In his 10 years as creative director of Gucci, Tom Ford has taken the 80-year-old Florentine leather-goods company from the brink of bankruptcy to the height of success. With his sexy velvet hip-huggers, bad-girl stilettos and cool bamboo-handled handbags, Ford has turned Gucci into the luxury brand of choice for the young and beautiful around the world. In 2002 Gucci's sales were nearly $2 billion--nine times more than when Ford arrived. So why is Gucci letting him go? After a year of tenuous talks with Gucci's majority shareholders, Pinault Printemps-Redoute S.A. (PPR), Ford and CEO Domenico De Sole announced last November that they would not renew their contracts, which expire this spring. On Wednesday in Milan, Ford will present his final womenswear collection for Gucci. And next week in Paris, he'll take his final bow for PPR-owned Yves Saint Laurent Rive Gauche, which he also designs.

Ford, 42, who refused to be interviewed for this story, has yet to announce his future plans. Rumors have him doing everything from taking over at Versace to becoming a Hollywood film producer. But the story of his career at Gucci is an illuminating one for the luxury-fashion industry. Indeed, his tenure paralleled a decadelong boom for luxury couture, which now does $100 billion in sales a year. Yet his departure shows that in today's conglomerate-heavy market, being one of the world's most successful designers is no guarantee of a job. As luxury companies grow bigger and bigger, the role of the couturier keeps shrinking. The message: you can be replaced.

That's tough love in a business that has always embodied the utmost politesse. But that's what luxury has become: a fiercely competitive, profit-driven global industry of publicly traded corporations that care more about shareholder demands than the ever-fickle fashion set. Since the mid-1980s, tycoons such as Francois Pinault, Patrizio Bertelli of Prada and Bernard Arnault of LVMH have been buying up luxury's most famous names and reinvigorating them, turning small family-run businesses into multinational brands with $1 billion--or more--in annual sales.

Along the way, the luxury titans have switched the focus of luxury fashion from the designer to the brand. This allows the bosses to change designers regularly without disrupting the image of the house. Celine, for example, is looking for a replacement for Michael Kors; Bill Blass is on its third designer in four years; Lanvin is on its fourth in a decade, and Givenchy is about to hire its fourth womenswear designer in eight years. "It is such a competitive marketplace that if you take your eye off the ball for a moment, you're out," says Rita Clifton, U.K. chairman of Interbrand, a global-brand consultant in London. "The brand is the most sustainable and important corporate asset."

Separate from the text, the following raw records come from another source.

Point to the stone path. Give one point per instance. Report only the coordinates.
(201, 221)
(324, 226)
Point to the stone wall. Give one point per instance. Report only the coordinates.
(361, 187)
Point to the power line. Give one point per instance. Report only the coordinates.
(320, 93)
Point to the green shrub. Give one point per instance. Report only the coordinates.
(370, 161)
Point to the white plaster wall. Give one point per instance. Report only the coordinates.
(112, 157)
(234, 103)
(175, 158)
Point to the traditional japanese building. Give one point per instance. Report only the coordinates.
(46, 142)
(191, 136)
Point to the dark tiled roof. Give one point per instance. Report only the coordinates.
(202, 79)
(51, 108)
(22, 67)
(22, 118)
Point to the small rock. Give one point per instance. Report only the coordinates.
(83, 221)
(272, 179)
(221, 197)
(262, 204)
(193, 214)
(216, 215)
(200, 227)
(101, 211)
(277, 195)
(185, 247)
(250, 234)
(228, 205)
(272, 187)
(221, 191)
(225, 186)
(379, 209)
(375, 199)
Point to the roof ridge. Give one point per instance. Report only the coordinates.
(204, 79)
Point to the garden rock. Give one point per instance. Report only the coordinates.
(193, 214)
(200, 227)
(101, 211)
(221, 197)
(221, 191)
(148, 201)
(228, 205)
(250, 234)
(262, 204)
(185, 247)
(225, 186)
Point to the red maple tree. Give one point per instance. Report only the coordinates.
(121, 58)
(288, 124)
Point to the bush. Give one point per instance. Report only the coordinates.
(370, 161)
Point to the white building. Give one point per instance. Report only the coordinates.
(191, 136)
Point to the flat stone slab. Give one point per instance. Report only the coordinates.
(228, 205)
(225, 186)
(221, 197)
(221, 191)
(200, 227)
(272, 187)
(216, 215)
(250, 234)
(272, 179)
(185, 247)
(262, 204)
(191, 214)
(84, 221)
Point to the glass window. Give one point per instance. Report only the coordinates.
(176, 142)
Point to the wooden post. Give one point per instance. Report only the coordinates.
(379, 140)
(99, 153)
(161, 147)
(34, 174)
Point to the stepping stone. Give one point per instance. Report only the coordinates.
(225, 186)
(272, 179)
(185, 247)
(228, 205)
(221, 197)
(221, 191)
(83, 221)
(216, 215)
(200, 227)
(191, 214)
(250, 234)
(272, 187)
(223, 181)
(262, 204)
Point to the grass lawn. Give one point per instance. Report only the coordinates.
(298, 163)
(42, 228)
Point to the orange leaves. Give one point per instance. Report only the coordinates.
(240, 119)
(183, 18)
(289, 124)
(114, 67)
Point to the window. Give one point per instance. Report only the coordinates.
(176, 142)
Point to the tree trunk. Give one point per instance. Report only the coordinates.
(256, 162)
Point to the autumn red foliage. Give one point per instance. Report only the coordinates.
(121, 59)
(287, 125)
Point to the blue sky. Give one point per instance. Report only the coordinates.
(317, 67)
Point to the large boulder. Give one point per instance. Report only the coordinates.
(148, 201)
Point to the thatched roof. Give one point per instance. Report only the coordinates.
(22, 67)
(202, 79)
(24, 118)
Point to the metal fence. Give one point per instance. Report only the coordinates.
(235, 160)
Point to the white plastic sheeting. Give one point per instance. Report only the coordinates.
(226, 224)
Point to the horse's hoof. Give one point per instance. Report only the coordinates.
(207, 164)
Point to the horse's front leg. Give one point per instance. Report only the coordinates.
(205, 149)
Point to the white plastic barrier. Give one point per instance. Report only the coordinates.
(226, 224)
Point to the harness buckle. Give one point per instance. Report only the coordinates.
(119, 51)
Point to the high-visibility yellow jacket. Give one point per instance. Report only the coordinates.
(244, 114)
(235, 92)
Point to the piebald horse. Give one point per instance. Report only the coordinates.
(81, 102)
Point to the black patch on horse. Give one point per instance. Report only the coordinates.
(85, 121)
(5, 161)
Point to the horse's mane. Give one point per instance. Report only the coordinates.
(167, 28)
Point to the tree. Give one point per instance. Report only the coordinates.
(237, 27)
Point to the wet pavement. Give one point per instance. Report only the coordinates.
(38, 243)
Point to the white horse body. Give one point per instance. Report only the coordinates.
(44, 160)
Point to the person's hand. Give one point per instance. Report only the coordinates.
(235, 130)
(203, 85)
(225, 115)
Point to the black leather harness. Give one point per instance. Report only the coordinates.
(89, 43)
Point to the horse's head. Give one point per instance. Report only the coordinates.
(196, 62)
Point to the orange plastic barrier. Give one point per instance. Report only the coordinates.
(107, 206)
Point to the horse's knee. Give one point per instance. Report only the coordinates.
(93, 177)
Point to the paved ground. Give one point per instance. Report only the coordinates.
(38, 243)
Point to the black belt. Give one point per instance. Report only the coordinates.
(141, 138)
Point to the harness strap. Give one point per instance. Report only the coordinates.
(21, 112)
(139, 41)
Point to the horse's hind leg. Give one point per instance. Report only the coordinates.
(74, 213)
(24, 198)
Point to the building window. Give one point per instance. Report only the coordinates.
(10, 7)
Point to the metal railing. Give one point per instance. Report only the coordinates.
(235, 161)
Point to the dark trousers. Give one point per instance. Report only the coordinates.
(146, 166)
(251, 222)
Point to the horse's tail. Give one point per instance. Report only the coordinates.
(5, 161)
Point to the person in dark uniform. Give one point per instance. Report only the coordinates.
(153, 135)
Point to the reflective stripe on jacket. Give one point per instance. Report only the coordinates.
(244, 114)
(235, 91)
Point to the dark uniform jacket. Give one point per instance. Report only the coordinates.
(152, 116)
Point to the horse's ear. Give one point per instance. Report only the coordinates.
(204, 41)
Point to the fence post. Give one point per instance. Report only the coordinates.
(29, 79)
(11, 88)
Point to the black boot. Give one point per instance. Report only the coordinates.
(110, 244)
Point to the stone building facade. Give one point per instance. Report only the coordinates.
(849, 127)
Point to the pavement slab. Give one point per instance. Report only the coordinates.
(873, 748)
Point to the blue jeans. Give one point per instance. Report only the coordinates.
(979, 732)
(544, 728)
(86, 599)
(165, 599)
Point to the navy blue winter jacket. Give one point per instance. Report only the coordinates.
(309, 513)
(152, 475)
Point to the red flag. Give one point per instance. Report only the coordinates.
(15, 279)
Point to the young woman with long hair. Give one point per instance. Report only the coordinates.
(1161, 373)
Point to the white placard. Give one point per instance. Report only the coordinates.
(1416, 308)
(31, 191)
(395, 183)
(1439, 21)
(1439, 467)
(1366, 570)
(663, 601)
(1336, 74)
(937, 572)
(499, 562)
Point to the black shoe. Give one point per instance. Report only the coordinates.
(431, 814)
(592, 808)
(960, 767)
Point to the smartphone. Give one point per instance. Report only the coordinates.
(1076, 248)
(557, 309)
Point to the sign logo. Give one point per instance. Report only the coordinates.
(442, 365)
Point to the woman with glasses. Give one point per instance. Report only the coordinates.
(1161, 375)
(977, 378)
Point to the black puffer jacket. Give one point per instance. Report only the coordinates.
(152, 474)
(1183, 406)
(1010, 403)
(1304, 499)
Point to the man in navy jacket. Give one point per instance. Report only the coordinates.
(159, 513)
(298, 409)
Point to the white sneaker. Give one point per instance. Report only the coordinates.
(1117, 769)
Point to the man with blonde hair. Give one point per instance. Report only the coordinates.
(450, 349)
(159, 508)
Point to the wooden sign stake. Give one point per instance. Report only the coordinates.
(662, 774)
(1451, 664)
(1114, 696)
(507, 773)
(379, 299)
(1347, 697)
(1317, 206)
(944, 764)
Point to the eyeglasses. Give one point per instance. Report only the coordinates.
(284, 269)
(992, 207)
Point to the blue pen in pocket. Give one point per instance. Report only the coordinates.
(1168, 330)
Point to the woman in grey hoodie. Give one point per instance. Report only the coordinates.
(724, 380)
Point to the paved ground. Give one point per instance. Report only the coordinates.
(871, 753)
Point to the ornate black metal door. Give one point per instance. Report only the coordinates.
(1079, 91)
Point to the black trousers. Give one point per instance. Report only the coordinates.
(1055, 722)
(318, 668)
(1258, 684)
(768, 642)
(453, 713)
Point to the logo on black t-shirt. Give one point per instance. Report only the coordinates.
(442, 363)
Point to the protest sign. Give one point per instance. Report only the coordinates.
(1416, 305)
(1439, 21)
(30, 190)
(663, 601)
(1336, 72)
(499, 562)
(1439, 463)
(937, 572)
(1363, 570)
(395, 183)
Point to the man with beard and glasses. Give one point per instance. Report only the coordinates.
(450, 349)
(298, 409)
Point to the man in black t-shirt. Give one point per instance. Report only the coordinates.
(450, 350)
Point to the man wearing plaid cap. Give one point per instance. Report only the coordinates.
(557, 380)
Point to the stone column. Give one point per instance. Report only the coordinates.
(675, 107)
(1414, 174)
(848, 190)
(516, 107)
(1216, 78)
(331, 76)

It wasn't always like this. Luxury fashion as we know it was created in the late-19th century by Charles Frederick Worth, an England-born, Paris-based couturier who shifted dressmaking from a made-to-order business to one that provided seasonal collections. By the 1920s, designers such as Coco Chanel and leather artisans like Guccio Gucci had opened their own businesses; as the founders died, the houses either closed or were taken over by heirs.

That began to change after Christian Dior dropped dead of a heart attack in 1957. His brand was so strong that the owners appointed his 21-year-old assistant, Yves Saint Laurent, to succeed him. As a protege, Saint Laurent maintained Dior's line. But his tenure came abruptly to an end when he was called to military service--and when he returned to fashion in 1962, it was to open his own house.